Of course, I think knowledge is the first and most important thing because if the community knows that there is transparency, then the community is going to feel stronger and safer.
Any idea how long the national consultations will run?
Look, I’ll speak respectfully leave that to the minister.
Would Australia consider giving the young Saudi Arabian girl in Bangkok a visa?
Look, I spoke with Minister Coleman last night. He worked very, very hard to ensure that the United Nations High Commission for Refugees began an expedited assessment process for Miss Alqunun.
He has been successful in securing that process. So I want to thank and acknowledge the work of David Coleman on that front.

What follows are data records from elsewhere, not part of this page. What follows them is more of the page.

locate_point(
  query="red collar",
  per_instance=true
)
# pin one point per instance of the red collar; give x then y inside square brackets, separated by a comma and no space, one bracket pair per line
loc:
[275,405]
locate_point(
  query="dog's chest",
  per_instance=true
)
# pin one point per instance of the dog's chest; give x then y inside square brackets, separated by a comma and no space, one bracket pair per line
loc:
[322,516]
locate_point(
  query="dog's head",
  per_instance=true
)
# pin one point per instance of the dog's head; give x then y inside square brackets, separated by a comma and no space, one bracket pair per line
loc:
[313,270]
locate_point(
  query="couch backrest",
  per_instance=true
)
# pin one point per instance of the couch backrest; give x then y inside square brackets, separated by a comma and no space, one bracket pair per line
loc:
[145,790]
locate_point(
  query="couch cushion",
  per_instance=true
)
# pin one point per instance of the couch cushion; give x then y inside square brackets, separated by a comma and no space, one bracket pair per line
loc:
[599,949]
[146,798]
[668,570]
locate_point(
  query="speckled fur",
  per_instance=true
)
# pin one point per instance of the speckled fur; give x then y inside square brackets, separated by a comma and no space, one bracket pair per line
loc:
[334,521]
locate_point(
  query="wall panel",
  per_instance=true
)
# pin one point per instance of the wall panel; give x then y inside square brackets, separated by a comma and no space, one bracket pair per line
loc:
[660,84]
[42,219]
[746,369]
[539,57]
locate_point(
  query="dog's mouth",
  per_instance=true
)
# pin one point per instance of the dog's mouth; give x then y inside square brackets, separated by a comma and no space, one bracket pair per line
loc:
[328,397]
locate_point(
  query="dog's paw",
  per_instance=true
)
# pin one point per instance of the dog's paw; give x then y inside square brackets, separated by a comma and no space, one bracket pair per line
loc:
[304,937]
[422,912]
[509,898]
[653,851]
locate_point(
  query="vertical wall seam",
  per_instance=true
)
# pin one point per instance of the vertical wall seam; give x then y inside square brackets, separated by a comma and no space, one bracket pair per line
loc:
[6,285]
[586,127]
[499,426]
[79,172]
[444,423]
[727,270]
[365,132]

We’ll await the findings in terms of refugee status but he has indicated that he is very, very, very focused on this process, on ensuring that it proceeds rapidly, and if it is found that she is a refugee then he’ll consider it with a very, very open mind.
Alright. Thank you very much. I think there was going to be one question on franking credits?
Not from me.
Alright well, I’ll give you an answer on franking credits.
What we see today is evidence that the attack on retiree incomes is a double whammy.
Retiree incomes will be affected by up to $2000 to $2200 by Mr Shorten’s proposal to attack retiree income, but we also see that there will be a dramatic impact on the value of the assets under- as a result of that and so people will not only lose income, they’ll lose their life savings.
The impact will erode the value of their life savings and so I think it is time for Mr Shorten to walk back from what is clearly a mistake.
There’s an attack on home ownership, there’s an attack on retiree incomes, there is an attack on investment income.
Taken together, these things will be potentially the most devastating set of economic policies that any opposition has taken into an election in the post-war period. Okay. Thank you very much.